Che: Restart workspace fail (OpenShift Dedicated, minishift)

Created on 1 Apr 2020  路  25Comments  路  Source: eclipse/che

Describe the bug

Got error message during restarting early created workspaces. This reproduced not each time need to repeat restarting several times.

Che version

  • [ ] latest
  • [X] nightly - 7.11.0-SNAPSHOT
  • [ ] other: please specify

Steps to reproduce

  1. Create workspace
  2. Stop workspace
  3. Try to restart it (probably need to repeat several times)

Got this error log:

Error: Failed to run the workspace: "Failure executing: POST at: https://172.30.0.1/api/v1/namespaces/eclipse-che/secrets. Message: object is being deleted: secrets "workspacetim1cx2edjv0re97-sshprivatekeys" already exists. Received status: Status(apiVersion=v1, code=409, details=StatusDetails(causes=[], group=null, kind=secrets, name=workspacetim1cx2edjv0re97-sshprivatekeys, retryAfterSeconds=null, uid=null, additionalProperties={}), kind=Status, message=object is being deleted: secrets "workspacetim1cx2edjv0re97-sshprivatekeys" already exists, metadata=ListMeta(_continue=null, remainingItemCount=null, resourceVersion=null, selfLink=null, additionalProperties={}), reason=AlreadyExists, status=Failure, additionalProperties={})."

Expected behavior

Runtime

  • [ ] kubernetes (include output of kubectl version)
  • [x] Openshift (include output of oc version)
  • [ ] minikube (include output of minikube version and kubectl version)
  • [ ] minishift (include output of minishift version and oc version)
  • [ ] docker-desktop + K8S (include output of docker version and kubectl version)
  • [ ] other: (please specify)
oc version

Client Version: version.Info{Major:"4", Minor:"1+", GitVersion:"v4.1.0+b4261e0", GitCommit:"b4261e07ed", GitTreeState:"clean", BuildDate:"2019-07-06T03:16:01Z", GoVersion:"go1.12.6", Compiler:"gc", Platform:"darwin/amd64"}

Server Version: version.Info{Major:"1", Minor:"16+", GitVersion:"v1.16.2", GitCommit:"4320e48", GitTreeState:"clean", BuildDate:"2020-01-21T19:50:59Z", GoVersion:"go1.12.12", Compiler:"gc", Platform:"linux/amd64"}

Screenshots

error-log

Installation method

  • [ ] chectl
  • [ ] che-operator
  • [ ] minishift-addon
  • [ ] I don't know
  • [x] oc apply for che-server, plugin and devfile registry

Environment

  • [ ] my computer

    • [ ] Windows

    • [ ] Linux

    • [ ] macOS

  • [ ] Cloud

    • [ ] Amazon

    • [ ] Azure

    • [ ] GCE

    • [x] other (OCD che-dev Cluster)

  • [ ] other: please specify

Eclipse Che Logs


che-2-5kqgc-che.log

Additional context

Could not reproduce before this commit: https://github.com/eclipse/che/commit/db46ad4979f6a82ac2278b410e73659c6463d676

arewsmaster kinbug severitP1

All 25 comments

@vparfonov could you clarify how you deployed eclipse che on OSD?

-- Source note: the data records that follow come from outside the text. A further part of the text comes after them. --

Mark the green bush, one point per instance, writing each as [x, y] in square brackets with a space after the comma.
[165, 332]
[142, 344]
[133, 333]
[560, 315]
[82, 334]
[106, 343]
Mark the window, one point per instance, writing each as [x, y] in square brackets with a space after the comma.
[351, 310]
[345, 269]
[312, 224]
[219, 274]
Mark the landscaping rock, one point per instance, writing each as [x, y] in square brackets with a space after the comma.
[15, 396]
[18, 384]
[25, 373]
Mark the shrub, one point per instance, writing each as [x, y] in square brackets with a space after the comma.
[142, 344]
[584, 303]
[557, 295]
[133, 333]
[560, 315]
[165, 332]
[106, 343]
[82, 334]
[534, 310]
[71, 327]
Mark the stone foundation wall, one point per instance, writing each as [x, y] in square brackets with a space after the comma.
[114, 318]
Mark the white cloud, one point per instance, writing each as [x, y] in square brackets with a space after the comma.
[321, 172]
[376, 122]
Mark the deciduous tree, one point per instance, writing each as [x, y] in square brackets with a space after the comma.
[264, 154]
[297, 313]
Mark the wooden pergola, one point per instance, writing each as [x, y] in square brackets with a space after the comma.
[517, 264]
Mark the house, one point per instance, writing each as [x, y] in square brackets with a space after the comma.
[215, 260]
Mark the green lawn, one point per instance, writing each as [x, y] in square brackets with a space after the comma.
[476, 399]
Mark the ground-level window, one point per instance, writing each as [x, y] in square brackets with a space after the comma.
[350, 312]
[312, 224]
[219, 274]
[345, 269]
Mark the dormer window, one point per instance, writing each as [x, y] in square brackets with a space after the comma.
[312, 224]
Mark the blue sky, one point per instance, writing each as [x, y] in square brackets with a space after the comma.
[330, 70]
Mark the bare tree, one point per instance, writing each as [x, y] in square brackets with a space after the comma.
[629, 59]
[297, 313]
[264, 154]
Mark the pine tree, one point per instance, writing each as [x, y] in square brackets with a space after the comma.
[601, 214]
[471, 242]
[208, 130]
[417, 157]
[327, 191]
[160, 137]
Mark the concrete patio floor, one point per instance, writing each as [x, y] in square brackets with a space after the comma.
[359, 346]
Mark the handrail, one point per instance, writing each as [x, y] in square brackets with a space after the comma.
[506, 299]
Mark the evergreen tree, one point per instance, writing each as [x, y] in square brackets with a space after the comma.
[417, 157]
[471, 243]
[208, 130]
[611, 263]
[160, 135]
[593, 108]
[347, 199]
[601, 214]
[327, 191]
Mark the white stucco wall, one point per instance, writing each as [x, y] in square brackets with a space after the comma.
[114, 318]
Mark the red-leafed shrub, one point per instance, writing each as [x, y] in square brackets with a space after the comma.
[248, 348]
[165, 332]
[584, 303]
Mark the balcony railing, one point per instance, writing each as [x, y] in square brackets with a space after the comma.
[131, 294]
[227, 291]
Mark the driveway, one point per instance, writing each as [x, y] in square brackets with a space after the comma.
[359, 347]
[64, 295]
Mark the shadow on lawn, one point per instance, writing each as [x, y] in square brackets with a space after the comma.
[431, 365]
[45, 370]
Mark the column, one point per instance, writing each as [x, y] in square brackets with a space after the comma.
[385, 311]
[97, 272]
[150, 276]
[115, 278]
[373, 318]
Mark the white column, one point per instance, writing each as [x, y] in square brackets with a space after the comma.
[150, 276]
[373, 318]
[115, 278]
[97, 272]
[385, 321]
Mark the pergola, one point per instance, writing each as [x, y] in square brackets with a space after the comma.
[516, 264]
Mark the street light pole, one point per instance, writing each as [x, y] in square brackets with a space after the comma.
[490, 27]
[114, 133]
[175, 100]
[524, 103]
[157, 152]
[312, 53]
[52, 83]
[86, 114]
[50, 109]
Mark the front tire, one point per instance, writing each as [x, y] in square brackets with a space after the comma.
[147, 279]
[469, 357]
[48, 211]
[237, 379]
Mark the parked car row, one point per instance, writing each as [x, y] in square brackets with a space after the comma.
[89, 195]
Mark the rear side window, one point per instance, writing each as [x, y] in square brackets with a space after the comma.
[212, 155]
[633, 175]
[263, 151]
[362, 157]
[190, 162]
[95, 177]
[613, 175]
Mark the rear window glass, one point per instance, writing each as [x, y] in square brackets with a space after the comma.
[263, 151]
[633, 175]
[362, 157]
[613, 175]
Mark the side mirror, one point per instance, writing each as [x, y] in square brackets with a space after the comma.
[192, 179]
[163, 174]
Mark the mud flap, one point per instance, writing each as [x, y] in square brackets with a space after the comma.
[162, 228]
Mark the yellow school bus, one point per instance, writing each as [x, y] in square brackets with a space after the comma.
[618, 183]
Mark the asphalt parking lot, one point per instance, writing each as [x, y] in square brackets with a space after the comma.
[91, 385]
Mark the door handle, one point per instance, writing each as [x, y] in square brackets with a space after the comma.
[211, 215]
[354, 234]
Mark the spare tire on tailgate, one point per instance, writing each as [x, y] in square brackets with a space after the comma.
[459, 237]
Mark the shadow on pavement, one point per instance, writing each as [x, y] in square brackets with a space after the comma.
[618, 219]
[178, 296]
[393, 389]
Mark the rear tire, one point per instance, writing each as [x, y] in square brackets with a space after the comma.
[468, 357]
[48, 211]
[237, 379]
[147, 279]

Reproduced on multi-user installation with original old fashion deploy_che.sh script.
Steps to reproduce:

  1. checkout to commit before removing deploy_che.sh script (PR):
    git checkout 59f9e41be62586c174d10da0485e3ba66588ef33
  2. cd deploy/openshift
  3. ./deploy_che.sh --mutliuser
  4. Update DeploymentConfig to allow start more than one workspace:
- name: CHE_LIMITS_USER_WORKSPACES_RUN_COUNT
  value: '-1'
  1. Create and start two workspaces.
  2. Stop both.
  3. Start one of workspaces and until it running start other workspace

multiuser

che-3-pdh86-che.log

@ericwill any ideas? looks like an issue with ssh plugin cc: @vinokurig

Looks like it is related to https://github.com/eclipse/che/pull/14950, @vzhukovskii any ideas?

Will take a look asap

FYI, I reproduced it on minishift

_minishift v1.34.2+83ebaab_

As far as I understand, changes related to storing private keys in secrets should not broke the flow of starting two dedicated workspaces. What situation with the only one workspace, does it start successfully?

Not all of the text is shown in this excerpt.